When the team made its recent update, a lot of players took away the conclusion of “no solo queue” — that we were hiding from a hard conversation by being purposefully vague. In reality, we’re not making a call on solo queue because there are some critical issues we need to fix in dynamic queue to understand what’s actually missing. Promising solo queue in our original announcement was premature – a knee-jerk reaction to a situation we were still figuring out – and our silence on the matter (outside of some miscommunications) only made things more suspicious.

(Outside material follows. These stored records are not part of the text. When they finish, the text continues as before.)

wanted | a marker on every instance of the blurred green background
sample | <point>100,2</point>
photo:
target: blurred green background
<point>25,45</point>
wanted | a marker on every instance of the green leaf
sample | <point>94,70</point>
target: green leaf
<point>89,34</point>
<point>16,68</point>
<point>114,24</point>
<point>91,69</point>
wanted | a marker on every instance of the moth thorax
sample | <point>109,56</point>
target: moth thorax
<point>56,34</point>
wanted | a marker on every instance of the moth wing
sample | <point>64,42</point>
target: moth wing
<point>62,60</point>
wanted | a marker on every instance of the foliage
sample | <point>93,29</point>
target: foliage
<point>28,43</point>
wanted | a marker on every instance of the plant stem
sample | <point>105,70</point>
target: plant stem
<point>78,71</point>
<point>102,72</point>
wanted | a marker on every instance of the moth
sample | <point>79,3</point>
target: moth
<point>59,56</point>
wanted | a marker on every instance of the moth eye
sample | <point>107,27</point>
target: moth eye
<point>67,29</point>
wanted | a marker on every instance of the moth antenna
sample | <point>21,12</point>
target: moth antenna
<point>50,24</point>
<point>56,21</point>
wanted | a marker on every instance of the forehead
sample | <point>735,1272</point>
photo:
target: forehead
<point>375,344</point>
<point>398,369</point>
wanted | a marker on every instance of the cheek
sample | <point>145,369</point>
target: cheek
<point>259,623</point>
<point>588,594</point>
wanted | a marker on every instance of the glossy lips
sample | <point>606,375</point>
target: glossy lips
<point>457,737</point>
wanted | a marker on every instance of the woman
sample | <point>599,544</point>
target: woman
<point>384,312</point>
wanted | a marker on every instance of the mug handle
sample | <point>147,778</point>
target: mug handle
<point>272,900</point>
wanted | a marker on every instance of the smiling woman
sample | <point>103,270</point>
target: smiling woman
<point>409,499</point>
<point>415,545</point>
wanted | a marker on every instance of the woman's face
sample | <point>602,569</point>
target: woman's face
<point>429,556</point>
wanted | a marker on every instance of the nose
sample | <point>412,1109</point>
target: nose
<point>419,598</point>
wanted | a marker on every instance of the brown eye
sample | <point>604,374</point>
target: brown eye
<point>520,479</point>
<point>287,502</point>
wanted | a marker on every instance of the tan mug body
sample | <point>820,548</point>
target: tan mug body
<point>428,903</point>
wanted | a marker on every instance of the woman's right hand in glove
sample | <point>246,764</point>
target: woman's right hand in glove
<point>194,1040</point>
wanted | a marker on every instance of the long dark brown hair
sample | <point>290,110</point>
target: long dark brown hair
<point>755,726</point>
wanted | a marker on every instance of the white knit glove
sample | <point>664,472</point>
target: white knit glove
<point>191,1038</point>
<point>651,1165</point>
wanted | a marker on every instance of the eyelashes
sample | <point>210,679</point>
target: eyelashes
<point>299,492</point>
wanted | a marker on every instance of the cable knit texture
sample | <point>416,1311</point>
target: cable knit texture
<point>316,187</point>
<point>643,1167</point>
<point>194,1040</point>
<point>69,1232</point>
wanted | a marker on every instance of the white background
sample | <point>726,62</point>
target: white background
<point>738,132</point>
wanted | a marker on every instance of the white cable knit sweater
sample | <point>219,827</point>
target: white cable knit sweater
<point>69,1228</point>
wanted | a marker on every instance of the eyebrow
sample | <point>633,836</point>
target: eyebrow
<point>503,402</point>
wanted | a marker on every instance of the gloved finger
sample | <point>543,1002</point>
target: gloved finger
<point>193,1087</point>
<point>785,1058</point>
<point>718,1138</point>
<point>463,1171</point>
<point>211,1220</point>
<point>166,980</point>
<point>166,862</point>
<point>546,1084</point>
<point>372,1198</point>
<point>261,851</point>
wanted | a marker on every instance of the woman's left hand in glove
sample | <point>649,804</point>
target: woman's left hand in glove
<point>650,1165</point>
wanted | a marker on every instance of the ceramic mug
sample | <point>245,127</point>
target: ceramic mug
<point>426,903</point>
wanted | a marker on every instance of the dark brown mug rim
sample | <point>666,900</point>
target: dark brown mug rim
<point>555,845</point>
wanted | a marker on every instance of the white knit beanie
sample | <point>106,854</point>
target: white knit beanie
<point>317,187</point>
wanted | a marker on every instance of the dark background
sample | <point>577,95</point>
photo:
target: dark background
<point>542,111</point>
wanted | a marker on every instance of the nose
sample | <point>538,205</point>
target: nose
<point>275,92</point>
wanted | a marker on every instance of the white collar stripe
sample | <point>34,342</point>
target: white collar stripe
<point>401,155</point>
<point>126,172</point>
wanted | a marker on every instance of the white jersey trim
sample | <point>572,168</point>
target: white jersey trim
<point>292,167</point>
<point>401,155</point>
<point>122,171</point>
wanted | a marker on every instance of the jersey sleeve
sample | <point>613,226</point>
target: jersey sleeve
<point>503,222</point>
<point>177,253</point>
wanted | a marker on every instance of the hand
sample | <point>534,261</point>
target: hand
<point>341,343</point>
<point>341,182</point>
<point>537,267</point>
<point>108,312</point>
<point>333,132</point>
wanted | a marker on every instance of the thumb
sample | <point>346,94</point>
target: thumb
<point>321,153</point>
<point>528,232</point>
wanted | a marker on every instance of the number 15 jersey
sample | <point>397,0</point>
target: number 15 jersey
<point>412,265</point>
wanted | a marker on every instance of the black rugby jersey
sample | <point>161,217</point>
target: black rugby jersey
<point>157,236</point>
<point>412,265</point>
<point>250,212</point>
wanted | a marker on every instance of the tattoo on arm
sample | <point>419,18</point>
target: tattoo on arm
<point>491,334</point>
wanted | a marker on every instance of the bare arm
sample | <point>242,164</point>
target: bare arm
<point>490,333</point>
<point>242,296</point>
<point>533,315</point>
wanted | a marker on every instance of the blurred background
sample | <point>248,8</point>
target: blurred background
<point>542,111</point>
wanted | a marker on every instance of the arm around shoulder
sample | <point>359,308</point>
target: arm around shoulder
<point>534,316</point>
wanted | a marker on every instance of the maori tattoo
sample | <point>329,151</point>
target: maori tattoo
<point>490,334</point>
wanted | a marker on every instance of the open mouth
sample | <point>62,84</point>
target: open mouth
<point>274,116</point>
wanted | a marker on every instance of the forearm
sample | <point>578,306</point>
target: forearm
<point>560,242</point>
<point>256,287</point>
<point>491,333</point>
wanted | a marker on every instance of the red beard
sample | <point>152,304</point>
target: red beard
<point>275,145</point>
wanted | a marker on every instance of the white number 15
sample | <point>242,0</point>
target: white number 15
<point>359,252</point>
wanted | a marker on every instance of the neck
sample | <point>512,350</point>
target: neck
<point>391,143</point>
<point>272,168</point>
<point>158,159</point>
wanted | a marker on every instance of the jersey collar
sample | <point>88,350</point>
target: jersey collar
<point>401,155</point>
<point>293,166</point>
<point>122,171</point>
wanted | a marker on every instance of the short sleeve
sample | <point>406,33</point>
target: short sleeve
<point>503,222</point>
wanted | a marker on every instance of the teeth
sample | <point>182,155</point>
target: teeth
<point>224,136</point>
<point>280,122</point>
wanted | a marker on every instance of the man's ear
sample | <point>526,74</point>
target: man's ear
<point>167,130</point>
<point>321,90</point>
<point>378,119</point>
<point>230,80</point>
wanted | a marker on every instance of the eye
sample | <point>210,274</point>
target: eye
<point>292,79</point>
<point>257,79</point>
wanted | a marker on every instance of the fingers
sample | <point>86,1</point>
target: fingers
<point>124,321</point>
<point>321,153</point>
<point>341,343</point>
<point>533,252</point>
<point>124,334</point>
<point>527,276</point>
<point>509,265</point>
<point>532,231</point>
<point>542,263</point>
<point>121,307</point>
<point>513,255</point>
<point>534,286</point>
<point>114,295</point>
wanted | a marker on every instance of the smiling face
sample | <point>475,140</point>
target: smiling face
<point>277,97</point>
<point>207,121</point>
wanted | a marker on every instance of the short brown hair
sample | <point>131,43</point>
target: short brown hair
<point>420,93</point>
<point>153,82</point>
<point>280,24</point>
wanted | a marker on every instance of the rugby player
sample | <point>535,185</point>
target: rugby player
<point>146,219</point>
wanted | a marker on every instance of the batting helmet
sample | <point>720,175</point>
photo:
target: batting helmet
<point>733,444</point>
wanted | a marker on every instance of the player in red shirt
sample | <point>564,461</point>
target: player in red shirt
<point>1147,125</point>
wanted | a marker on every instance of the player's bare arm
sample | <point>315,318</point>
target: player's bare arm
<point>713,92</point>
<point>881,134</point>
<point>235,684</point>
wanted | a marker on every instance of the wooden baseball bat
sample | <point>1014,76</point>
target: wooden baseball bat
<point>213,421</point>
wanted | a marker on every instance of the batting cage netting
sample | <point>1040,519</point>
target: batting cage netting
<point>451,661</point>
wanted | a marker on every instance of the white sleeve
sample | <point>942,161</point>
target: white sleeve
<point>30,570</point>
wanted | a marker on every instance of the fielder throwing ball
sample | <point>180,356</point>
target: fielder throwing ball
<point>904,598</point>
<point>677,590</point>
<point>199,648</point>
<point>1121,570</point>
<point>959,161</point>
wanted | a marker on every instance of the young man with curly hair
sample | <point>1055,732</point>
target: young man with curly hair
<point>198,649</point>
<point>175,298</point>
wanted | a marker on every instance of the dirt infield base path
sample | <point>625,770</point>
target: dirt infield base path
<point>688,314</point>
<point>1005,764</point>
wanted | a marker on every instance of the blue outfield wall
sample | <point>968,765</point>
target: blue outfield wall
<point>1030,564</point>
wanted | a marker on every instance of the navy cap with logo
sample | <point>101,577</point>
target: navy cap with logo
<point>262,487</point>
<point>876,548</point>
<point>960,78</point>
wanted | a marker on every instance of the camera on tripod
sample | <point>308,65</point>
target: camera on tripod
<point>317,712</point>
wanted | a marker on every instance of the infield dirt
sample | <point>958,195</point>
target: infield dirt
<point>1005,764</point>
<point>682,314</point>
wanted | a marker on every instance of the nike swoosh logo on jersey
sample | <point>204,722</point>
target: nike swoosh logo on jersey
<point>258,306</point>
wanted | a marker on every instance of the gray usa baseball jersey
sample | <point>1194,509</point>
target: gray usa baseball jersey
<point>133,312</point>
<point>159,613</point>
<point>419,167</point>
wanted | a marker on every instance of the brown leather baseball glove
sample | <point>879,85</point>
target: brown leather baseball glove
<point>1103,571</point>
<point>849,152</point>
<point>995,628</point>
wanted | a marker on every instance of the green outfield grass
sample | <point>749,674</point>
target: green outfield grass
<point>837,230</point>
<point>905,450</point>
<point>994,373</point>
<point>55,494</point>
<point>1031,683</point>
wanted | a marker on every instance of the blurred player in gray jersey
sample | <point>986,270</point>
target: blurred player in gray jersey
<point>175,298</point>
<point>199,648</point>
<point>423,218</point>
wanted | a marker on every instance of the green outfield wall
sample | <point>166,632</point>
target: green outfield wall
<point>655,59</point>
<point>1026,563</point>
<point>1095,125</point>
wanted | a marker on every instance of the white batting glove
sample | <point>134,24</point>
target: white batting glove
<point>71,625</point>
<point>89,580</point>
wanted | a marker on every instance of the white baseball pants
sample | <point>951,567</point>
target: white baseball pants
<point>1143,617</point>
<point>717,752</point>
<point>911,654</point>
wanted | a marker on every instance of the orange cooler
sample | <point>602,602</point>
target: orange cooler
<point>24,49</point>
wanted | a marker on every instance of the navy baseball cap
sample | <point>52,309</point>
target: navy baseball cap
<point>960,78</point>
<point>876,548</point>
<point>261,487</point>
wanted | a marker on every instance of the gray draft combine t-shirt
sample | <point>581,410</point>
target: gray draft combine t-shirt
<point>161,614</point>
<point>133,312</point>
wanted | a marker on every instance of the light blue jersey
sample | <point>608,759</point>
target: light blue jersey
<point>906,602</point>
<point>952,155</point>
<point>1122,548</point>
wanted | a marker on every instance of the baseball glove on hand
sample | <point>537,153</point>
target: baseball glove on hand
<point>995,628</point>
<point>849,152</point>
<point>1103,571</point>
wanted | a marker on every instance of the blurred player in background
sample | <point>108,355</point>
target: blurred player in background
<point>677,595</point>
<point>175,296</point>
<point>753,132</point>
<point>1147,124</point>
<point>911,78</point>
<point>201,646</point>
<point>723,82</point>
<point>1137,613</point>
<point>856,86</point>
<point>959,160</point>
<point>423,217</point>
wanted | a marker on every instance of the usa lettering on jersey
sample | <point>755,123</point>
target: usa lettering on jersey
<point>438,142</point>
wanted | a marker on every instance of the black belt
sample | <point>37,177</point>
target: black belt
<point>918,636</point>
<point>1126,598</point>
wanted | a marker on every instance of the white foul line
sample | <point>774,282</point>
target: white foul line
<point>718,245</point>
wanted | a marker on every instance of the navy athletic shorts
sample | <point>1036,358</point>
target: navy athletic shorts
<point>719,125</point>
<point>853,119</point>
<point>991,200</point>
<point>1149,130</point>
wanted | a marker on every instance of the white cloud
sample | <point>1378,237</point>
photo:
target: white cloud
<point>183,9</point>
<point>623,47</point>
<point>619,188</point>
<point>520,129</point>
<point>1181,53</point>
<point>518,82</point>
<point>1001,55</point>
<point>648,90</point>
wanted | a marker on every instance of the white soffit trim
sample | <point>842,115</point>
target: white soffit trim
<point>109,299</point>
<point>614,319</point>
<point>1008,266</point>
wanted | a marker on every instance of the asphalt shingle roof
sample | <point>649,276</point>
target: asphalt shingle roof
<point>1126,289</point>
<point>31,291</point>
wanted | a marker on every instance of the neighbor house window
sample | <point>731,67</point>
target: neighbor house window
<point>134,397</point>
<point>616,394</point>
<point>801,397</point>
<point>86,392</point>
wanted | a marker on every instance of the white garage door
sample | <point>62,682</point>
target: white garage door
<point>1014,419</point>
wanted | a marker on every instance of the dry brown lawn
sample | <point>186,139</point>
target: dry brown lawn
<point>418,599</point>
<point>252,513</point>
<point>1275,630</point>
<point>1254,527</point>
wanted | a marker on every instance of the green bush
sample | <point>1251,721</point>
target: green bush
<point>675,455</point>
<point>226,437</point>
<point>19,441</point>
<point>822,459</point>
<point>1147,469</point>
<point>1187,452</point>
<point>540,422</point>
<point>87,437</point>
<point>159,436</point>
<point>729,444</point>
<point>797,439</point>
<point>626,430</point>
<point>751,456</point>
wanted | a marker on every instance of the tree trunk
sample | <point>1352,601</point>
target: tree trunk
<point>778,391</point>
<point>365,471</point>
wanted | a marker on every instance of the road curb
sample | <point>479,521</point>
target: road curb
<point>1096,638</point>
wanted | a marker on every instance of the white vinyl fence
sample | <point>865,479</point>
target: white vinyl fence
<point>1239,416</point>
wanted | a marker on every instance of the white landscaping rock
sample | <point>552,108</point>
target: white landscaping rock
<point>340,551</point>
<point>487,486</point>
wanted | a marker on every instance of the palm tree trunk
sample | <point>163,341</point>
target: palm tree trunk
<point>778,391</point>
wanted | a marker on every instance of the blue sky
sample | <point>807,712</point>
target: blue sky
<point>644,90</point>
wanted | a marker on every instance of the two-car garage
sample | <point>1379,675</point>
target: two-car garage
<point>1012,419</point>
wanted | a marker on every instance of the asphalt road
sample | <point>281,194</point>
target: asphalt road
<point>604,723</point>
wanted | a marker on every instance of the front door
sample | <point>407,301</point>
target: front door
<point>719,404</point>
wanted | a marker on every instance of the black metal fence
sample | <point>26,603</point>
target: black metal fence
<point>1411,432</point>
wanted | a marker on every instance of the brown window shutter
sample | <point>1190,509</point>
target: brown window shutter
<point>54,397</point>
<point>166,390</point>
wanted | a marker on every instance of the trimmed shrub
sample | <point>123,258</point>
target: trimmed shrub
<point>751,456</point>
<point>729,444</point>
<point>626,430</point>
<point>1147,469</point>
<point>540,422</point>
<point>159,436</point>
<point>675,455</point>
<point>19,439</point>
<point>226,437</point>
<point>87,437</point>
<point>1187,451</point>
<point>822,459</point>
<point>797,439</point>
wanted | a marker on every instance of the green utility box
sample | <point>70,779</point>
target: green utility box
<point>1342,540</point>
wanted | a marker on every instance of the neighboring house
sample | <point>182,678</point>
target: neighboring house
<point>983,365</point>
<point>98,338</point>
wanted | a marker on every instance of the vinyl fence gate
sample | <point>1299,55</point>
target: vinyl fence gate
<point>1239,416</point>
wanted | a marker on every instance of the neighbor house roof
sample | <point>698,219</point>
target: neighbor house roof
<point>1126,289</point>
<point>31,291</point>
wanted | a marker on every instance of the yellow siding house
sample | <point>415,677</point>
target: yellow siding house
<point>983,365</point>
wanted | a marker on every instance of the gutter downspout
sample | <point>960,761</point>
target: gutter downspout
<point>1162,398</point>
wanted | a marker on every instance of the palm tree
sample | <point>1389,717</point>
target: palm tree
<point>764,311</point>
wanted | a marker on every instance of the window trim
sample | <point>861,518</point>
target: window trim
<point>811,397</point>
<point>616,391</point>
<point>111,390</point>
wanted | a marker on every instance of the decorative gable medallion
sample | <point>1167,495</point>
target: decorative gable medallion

Here’s the rundown: We know that for some players, dynamic queue undermines individual recognition of skill, and that’s not something we can solve with iterative improvements. It’s a philosophical difference. But, we know a lot of things that can be solved with iterative improvements, and our current top three priorities are improving the solo player experience against premades, lowering queue times, and smoothing out role selection weight. In an ideal (and optimistic) world, getting these numbers right would make a second queue unnecessary, but it’s not something we’re dismissing as of yet. Right now we’re prioritizing the stability and health of a single queue – two would split the ranked player base and have a significant impact on wait times – and this is not a decision we’re taking lightly.
When it comes to a philosophical stance, however, we do want to be clear: we believe that dynamic queue is closer to representing a healthy, competitive landscape in League of Legends than solo/duo queue. We’re not saying this to present a binary ‘one or the other’ situation — it’s a belief in the same way we know we’re under-serving those who want a way to measure (and communicate) theirindividual performance. This will be an ongoing conversation as we finish stabilizing dynamic queue and develop a deeper understanding of what we should be prioritizing next.
When we launched League back in 2009, we were just focused on making the game we wanted to play… and then making sure the damn thing stayed online and worked correctly. We’ve spent most of our time since then trying to keep up with the game as it grows — we’ve told the story dozens of times. Honestly speaking, we’ll never get beyond tech debt (or design debt, or art debt, or systems debt, etc.) because we never want to stop evolving and trying to improve. But we’ve made a lot of progress over the last few years (even with occasional stumbles), and 2016 is finally the year where we can build off our remodeled foundations to take real, meaningful steps forward.
Whether it’s alpha testing an updated client, improving our backend stuff, delivering clubs and the mobile app, or working hard on our mid-season update, we’ll always stay hungry in evolving League as a global sport that lasts for generations. We hope you’ll stay with us on that course.
We’ll see you before Q3 with our next wall of text.